Porque la serie funciona como un cañonazo. Es sentimental y cabrona, pícara y amable, sabe compaginar el conformismo conservador y la sátira más cerda como solo el ambiente liberal de los 80 podía permitir. Blanche, Dorothy, Rose y Sophia no se comportan exactamente como ancianas puritanas y reprimidas, se sinceran entre ellas y ante el espectador en sexo y amor, sin que exista pretensión alguna de escandalizar a un espectador televisivo que ya existía antes de The Wire. Son mujeres en una serie que aborda un punto de vista femenino y, efectivamente, la tercera edad, pero a la fiesta esta vez estamos todos invitados.
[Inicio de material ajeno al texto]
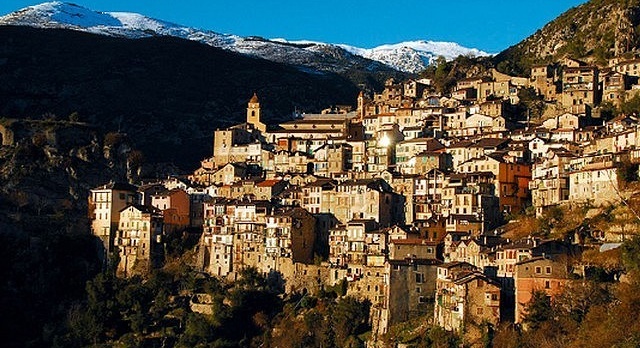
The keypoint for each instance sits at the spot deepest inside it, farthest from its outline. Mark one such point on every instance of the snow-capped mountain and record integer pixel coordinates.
(409, 57)
(414, 56)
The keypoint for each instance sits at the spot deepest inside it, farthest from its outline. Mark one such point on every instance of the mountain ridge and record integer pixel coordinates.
(594, 32)
(408, 57)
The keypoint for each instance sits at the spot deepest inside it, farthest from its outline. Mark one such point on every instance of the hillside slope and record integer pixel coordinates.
(167, 94)
(594, 31)
(411, 57)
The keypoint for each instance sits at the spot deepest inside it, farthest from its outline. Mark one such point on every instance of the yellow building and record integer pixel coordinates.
(139, 239)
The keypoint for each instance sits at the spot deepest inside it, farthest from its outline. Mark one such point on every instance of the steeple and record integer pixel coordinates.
(253, 113)
(361, 107)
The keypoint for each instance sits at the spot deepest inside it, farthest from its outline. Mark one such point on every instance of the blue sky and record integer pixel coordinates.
(488, 25)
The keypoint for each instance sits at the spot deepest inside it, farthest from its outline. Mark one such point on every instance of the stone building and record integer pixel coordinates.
(105, 204)
(139, 240)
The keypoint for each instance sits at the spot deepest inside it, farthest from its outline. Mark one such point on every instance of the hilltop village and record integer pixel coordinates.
(405, 199)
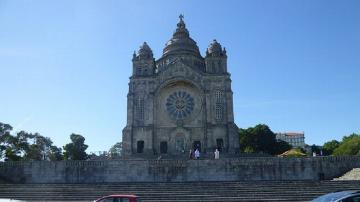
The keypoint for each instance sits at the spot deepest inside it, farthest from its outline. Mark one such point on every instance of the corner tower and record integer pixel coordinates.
(181, 101)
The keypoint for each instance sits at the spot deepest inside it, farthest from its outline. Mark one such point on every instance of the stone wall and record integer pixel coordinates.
(257, 168)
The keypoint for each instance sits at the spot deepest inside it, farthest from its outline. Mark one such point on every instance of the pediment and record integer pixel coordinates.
(178, 69)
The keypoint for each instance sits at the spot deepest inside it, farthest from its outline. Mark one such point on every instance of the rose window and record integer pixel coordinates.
(179, 105)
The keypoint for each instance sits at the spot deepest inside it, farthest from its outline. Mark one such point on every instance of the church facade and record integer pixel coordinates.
(180, 101)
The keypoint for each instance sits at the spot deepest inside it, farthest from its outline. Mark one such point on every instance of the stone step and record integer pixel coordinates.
(194, 191)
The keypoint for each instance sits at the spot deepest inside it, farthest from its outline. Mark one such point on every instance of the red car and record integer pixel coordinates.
(119, 198)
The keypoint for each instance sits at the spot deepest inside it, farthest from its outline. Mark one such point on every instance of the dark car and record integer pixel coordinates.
(342, 196)
(119, 198)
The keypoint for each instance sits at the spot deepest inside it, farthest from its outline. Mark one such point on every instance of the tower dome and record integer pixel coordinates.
(181, 43)
(145, 51)
(215, 49)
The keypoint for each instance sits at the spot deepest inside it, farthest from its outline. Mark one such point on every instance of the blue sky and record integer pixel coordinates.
(295, 65)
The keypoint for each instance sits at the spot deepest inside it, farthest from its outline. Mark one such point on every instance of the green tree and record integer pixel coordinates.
(55, 153)
(5, 130)
(261, 139)
(329, 147)
(350, 145)
(316, 149)
(76, 149)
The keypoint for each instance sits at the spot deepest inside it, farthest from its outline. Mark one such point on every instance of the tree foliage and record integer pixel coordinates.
(330, 146)
(261, 139)
(76, 149)
(25, 146)
(350, 145)
(116, 149)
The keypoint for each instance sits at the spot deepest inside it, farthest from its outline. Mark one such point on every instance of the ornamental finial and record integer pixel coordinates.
(181, 16)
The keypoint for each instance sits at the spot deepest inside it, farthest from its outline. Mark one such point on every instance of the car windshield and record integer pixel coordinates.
(332, 196)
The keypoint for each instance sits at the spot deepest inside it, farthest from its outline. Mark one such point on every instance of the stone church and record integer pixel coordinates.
(180, 101)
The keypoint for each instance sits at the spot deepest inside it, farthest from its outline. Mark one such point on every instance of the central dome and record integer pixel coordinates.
(181, 43)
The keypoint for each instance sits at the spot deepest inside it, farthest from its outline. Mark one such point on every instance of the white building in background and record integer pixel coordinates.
(293, 138)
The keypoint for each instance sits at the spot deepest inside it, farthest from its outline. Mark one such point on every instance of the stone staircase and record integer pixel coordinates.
(353, 174)
(186, 191)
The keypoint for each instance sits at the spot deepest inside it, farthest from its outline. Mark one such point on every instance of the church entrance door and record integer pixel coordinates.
(163, 147)
(140, 146)
(197, 145)
(220, 144)
(179, 143)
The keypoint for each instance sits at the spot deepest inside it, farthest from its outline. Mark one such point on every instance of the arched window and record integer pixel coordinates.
(140, 146)
(139, 109)
(219, 105)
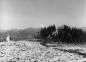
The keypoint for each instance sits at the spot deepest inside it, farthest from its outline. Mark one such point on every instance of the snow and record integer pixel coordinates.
(28, 51)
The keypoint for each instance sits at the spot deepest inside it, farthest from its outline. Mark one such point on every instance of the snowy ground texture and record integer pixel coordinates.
(27, 51)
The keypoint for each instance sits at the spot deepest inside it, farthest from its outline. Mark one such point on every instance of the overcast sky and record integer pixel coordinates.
(28, 13)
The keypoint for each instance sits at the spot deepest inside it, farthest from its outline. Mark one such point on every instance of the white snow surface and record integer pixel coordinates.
(27, 51)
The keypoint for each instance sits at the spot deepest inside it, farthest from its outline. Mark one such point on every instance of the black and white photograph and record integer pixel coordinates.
(42, 30)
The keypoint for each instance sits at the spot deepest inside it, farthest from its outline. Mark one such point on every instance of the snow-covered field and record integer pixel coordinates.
(27, 51)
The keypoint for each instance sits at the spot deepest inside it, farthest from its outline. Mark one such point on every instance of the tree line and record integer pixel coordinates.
(63, 33)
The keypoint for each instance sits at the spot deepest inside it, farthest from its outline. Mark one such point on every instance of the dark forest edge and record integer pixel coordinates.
(64, 33)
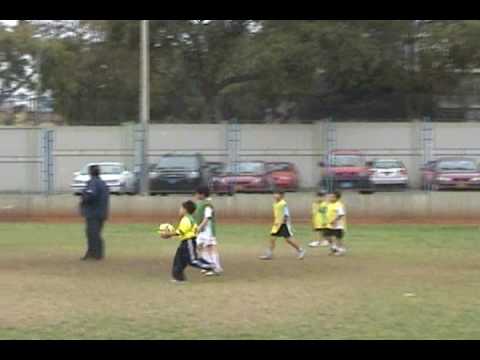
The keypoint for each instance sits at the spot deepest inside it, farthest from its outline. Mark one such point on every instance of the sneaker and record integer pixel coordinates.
(213, 273)
(301, 254)
(333, 251)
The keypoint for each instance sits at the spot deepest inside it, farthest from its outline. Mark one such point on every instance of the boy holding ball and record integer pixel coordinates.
(186, 253)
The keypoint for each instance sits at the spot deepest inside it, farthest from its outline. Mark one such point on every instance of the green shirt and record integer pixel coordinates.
(199, 215)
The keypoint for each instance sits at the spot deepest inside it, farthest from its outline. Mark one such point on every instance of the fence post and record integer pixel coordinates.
(330, 145)
(47, 168)
(233, 147)
(427, 146)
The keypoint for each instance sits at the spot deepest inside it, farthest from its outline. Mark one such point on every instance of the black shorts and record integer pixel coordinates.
(284, 232)
(335, 233)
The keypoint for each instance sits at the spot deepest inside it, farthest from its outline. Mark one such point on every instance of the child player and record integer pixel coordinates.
(186, 253)
(336, 224)
(207, 241)
(319, 219)
(282, 227)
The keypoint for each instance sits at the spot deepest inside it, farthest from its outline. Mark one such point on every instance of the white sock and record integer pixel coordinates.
(205, 255)
(216, 260)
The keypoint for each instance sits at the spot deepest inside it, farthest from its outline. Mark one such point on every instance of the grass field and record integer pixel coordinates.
(47, 293)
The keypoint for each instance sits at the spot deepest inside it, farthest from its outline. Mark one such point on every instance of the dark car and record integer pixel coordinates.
(284, 175)
(181, 174)
(451, 173)
(215, 167)
(244, 176)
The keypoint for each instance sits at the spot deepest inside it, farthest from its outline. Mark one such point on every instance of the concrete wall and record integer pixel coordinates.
(411, 206)
(20, 160)
(300, 144)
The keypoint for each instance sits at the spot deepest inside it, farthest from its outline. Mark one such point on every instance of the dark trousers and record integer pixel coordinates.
(187, 255)
(95, 248)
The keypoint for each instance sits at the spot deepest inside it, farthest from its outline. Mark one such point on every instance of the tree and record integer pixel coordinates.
(16, 72)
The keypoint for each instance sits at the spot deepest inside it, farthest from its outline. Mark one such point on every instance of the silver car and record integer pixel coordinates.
(118, 179)
(388, 173)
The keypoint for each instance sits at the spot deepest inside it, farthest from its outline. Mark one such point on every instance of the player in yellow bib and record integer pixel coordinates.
(282, 227)
(336, 224)
(186, 254)
(319, 220)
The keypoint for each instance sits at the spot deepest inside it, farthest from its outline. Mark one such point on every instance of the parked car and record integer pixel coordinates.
(244, 176)
(388, 173)
(119, 180)
(137, 172)
(346, 169)
(451, 173)
(179, 174)
(284, 175)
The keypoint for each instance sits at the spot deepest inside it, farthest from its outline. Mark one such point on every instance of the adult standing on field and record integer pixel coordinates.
(94, 208)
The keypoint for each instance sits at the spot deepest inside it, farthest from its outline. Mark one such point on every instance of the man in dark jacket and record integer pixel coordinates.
(94, 208)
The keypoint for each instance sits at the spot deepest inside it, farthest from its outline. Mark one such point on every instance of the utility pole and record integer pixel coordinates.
(144, 102)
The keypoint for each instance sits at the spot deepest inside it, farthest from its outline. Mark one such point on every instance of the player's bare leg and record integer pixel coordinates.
(318, 241)
(214, 258)
(203, 252)
(269, 254)
(340, 249)
(296, 246)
Con la única víctima colateral de ese cocinero gay que desapareció tras el primer capítulo (impagables esas correcciones de rumbo de las series pre-streaming), Las chicas de oro entrega desde su primer capítulo un punchline tras otro, y lo hace con una eficacia y regularidad notable que no hemos olido en los periódicos intentos de telecomedia vintage de Netflix. Tras su exhibición de ingenio se esconde un buen corazón, uno de oro, porque se abordan sin pretensiones todos y cada uno de los temas que uno espera en la vida de cuatro mujeres solas cuando la madurez ya ha quedado atrás, muy atrás. Aquí, en definitiva, hay tema.
“Aventuras de la tercera edad”, tituló algún diario en su estreno español cuando la serie desembarcó en la piel de toro. Si Betty White fue la última en irse, Estelle Getty fue la primera, pese a no ser en absoluto la más mayor del elenco (Sophia Petrillo tenía veinte años más que sus compañeras de casa, pero Getty tenía un año menos que Bea Arthur, que interpretaba a su hija). De su personaje, que pudo perfectamente callar la boca a Vito Corleone en su Sicilia natal, se deberían haber escrito libros de filosofía, algo que quizá se hizo y se cotice a la alta en eBay. La precisión de la actriz a la hora de cortar en seco a sus partenaires reduce a fosfatina cualquier intento de vindicación feminista de Instagram. Que, por cierto, lo hay, y sin anunciarse a bombo y platillo.
Sería una pena que alguien considerase Las chicas de oro un juguete obsoleto, un capricho de la nostalgia ochentera a la moda. Es una serie inteligente y audaz, un clásico de la comedia y la televisión que se revela como perfectamente actual sin ninguna pretensión de trascender sus límites. Háganse un favor y recupérenla.